Marketing Strategy in Latin America

Skyline of Sao Paulo, Brazil

As I write this article, I am flying over the Great Plains of North America. There is nothing like being at 35,000 feet/10,668 meters as a place to take the high-level view of marketing strategy. I was in Minneapolis speaking on “Social Media in Latin American Markets” at the U.S. Commercial Service’s Access to Western Hemisphere conference. After two days of discussing a variety of strategies with several company leaders, here is a strategic framework that I hope you find useful as you look at Latin America.

Global vs. Multi-Domestic Approach

This is the core strategic decision that helps to guide many marketing decisions. In a Global approach, a company changes their products or services very little when going from one international market to the next. Normally, a global strategy company either communicates in one or a few global languages. They would keep the product fairly unchanged in order to gain cost savings from standardization. In a Multi-Domestic approach, the company localizes its products and services to maximize greater potential out of each market. In Latin America, there might be multiple local websites customized to reflect the local language and product specification preferences. The company may have a completely different product and marketing mix for Colombia vs. Argentina. The choice between these two strategies lies on several criteria:

  • How fast does your company want to grow?
    Most companies would answer that they want to grow as quickly as possible. But that requires investment capital from combination of profits, debt and equity. Since localizing products, marketing communications, and customer service are all costly, a full-on Multi-Domestic Strategy is costly. A Globalized approach where marketing communications, products, etc. are standardized takes less financial resources.
  •  Does your product/service category fit better with a more standardized or localized approach?
    Some products have very little variance from country to country. This group includes back-end software, bioscience products, and engineering services. On the other end of the scale are consumer products like foods and beverages, which are often localized for every market. Ask: what do the end-users of my products and services expect from a foreign product/service provider? If you are uncertain, your trade association can be a great resource for learning industry localization standards.
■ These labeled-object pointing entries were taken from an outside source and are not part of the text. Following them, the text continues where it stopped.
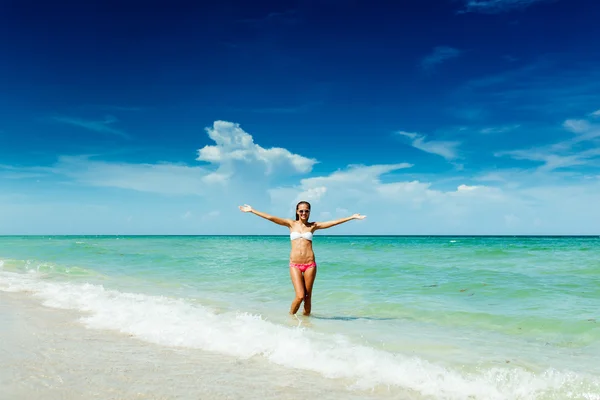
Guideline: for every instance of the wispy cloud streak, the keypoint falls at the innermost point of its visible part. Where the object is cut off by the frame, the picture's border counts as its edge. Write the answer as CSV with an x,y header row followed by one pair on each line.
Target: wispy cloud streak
x,y
497,6
446,149
103,126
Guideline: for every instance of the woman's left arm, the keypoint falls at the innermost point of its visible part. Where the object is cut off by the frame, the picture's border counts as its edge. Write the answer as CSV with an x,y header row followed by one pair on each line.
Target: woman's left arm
x,y
329,224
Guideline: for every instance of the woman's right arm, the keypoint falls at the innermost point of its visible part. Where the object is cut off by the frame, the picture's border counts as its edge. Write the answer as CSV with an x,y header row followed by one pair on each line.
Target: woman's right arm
x,y
277,220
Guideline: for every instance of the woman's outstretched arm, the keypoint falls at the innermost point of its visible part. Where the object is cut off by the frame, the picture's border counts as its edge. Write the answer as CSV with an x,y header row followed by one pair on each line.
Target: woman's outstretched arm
x,y
277,220
329,224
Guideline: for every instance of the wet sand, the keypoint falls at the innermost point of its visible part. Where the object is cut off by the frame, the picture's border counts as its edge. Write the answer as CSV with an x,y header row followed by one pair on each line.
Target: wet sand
x,y
47,354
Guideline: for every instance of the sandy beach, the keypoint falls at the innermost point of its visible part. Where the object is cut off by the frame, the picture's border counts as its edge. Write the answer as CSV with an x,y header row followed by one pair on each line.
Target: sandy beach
x,y
47,354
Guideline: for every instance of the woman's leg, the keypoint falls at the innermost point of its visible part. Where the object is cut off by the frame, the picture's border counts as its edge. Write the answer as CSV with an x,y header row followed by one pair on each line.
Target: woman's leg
x,y
298,282
309,279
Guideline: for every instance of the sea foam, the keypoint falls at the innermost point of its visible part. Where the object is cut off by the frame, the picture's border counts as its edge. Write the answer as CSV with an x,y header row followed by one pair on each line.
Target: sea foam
x,y
183,323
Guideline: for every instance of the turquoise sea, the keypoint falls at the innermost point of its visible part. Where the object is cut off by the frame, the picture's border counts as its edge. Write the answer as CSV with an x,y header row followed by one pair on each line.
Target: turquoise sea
x,y
427,317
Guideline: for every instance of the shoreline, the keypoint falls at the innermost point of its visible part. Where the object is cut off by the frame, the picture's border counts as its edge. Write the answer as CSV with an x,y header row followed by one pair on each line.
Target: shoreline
x,y
48,354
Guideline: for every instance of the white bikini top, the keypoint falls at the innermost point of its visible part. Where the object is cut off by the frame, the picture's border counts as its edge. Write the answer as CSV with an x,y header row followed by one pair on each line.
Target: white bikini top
x,y
298,235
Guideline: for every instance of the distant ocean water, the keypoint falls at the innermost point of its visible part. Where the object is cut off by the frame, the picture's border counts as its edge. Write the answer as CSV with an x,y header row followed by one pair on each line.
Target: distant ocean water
x,y
436,317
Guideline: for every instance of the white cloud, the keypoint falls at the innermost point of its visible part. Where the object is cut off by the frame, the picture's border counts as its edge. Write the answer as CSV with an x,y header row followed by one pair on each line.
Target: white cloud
x,y
494,202
439,55
497,6
446,149
170,179
499,129
233,144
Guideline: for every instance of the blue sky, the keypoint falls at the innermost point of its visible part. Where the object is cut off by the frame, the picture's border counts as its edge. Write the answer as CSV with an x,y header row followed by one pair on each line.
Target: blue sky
x,y
430,117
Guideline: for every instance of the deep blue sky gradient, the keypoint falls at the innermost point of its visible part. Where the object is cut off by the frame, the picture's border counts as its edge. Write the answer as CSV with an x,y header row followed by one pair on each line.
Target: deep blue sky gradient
x,y
137,82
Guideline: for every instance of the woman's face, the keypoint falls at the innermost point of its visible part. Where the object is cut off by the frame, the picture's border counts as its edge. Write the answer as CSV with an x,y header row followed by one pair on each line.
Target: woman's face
x,y
303,211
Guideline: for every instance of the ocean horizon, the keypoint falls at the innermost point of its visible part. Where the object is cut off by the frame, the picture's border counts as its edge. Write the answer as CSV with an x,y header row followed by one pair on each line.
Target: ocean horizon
x,y
486,317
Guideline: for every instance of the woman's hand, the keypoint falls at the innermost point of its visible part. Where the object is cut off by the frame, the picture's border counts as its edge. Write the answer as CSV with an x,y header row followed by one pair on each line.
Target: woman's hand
x,y
245,208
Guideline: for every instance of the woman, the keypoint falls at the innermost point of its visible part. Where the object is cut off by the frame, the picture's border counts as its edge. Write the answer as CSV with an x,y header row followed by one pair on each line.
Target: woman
x,y
303,268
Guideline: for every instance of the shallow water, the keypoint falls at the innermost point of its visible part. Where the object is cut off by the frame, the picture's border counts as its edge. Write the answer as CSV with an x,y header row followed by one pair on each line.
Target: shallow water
x,y
439,317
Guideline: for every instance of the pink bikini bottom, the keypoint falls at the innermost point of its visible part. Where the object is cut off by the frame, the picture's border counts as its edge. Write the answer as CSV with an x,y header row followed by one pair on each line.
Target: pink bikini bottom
x,y
303,267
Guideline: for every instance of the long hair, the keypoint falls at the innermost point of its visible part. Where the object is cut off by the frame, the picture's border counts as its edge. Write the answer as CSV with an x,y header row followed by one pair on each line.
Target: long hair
x,y
298,205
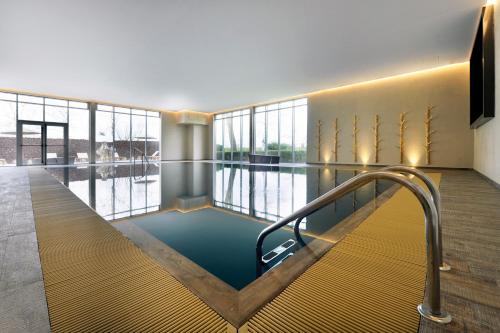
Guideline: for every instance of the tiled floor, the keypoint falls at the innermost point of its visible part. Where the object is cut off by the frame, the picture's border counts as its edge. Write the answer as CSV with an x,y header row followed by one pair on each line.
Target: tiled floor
x,y
471,230
23,307
471,243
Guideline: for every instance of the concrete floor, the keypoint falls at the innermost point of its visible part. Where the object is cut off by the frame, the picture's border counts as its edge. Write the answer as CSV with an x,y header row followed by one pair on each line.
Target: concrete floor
x,y
23,307
471,229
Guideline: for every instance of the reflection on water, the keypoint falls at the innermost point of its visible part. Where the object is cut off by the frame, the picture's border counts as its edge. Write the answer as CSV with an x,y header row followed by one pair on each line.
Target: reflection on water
x,y
265,193
272,193
113,191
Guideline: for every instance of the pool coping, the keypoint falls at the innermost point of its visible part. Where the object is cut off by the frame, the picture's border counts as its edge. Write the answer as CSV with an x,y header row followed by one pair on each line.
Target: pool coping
x,y
237,307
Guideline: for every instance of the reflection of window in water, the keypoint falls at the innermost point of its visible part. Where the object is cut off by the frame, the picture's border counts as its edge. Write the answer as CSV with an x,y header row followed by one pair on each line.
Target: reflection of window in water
x,y
117,193
276,194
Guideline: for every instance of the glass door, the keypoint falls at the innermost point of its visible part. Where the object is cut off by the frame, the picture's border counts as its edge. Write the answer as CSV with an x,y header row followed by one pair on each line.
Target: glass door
x,y
31,144
42,143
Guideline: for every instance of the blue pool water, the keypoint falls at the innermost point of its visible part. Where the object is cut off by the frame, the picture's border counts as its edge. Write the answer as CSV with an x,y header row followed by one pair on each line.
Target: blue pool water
x,y
212,213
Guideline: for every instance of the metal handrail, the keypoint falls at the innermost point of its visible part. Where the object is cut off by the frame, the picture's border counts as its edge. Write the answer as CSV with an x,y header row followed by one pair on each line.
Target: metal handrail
x,y
431,309
436,198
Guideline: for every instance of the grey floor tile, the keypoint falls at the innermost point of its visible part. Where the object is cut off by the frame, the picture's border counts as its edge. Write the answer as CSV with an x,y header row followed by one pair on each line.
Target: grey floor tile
x,y
24,309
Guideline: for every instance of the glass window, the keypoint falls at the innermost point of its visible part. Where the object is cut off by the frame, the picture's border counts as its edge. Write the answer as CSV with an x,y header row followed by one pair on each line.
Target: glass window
x,y
272,146
30,112
122,136
245,137
78,132
138,135
232,135
104,136
286,135
7,133
260,133
219,135
281,129
56,114
153,138
300,133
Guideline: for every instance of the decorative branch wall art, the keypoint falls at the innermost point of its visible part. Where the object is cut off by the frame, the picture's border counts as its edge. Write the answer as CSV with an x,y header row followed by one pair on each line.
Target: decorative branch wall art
x,y
402,128
428,133
376,136
355,138
335,136
318,139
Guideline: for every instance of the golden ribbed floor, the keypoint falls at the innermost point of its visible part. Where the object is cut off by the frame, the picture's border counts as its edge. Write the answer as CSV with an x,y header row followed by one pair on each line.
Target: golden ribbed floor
x,y
96,280
372,281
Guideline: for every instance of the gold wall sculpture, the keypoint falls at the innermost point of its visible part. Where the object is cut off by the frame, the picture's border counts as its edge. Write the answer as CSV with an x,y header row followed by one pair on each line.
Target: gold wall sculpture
x,y
376,137
428,133
335,143
402,128
355,132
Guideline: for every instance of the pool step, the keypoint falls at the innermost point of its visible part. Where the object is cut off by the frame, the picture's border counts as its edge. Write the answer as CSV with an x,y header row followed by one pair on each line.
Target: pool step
x,y
278,250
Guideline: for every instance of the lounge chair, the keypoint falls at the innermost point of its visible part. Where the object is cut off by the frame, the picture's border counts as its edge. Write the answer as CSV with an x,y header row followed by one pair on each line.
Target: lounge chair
x,y
81,158
155,156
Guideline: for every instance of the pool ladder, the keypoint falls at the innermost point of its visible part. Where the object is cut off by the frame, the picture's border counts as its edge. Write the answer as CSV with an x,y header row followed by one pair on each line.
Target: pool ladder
x,y
431,204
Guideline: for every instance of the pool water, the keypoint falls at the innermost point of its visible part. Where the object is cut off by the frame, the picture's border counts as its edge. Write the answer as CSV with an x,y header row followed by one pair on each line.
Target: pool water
x,y
212,213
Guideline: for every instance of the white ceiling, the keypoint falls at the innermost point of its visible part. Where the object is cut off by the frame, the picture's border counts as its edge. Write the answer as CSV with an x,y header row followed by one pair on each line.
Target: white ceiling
x,y
211,55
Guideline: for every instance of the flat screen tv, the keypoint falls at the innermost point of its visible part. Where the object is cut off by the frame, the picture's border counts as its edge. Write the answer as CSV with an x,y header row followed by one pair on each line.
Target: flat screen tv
x,y
482,71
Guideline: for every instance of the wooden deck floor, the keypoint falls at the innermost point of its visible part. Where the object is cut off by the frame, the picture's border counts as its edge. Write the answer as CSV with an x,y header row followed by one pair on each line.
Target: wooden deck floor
x,y
96,280
471,231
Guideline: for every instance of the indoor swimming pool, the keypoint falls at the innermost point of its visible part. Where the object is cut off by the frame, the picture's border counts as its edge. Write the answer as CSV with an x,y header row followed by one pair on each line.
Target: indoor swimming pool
x,y
212,213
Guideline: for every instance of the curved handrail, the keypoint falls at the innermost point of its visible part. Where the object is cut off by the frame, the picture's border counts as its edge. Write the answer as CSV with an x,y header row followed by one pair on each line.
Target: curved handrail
x,y
436,198
431,310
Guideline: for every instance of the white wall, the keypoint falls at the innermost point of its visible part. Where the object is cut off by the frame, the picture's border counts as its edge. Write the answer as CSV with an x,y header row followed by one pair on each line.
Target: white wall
x,y
487,137
184,142
446,88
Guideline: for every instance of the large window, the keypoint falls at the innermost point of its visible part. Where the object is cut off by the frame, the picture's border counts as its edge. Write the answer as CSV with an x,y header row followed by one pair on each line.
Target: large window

What’s the Right Marketing Mix?

The global vs. localized decision is important, along with considering industry norms.  In globalized strategy, the focus is on standardized marketing channels from country to country. This can include online marketing around a website, social media, in-country reps and distributors, and international instead of local trade show exhibiting. Materials are typically standardized on a single language or small group of languages. In the localized approach, the marketing focus is on market penetration, with localized marketing materials taking into account local dialect in Mexico vs. Chile and definitely Portuguese materials for Brazil. There would be in-country promotions and local sponsorships, and an in-country sales force that can help fine-tune marketing messages for the local market.

There is a wide variance in marketing mix between industries. Point-of-sale marketing is often critical for consumer products sold in distribution outlets such as stores. In large business-to-business industries, the sales representative that knows the local culture takes a key role in relationship-based marketing. Some industrial products can generate half of the year’s sales from trade show leads. In other industries, direct marketing is more effective. While it can be beneficial to take stock of what other companies in your industry are doing for their marketing, this is only a comparison. Your own marketing should be based in part off of the company’s competitive strengths.

Latin American Online-Offline Deal Flow

Today, it is hard to find a company that does not market both over the Internet, as well as through the more traditional sales channels. In Latin America, social media has grown to become the top Internet activity. User rates for Facebook, Twitter & Google+ continue to rise in countries like Argentina, Chile, Brazil and Mexico. Yet many companies consider their social media marketing to fall under the category of “branding”, meaning something that perhaps helps build the company’s image, but has no direct effect on the company’s profitability. In my experience, ALL marketing needs to in some way be measured and linked back into the lead generation and sales process. In the case of online marketing channels, these efforts need to drive toward either an online purchase or allow a local sales rep or distributor to follow up with potential clients.

I hope this information is useful to you in as you do business in Latin America and the rest of the world.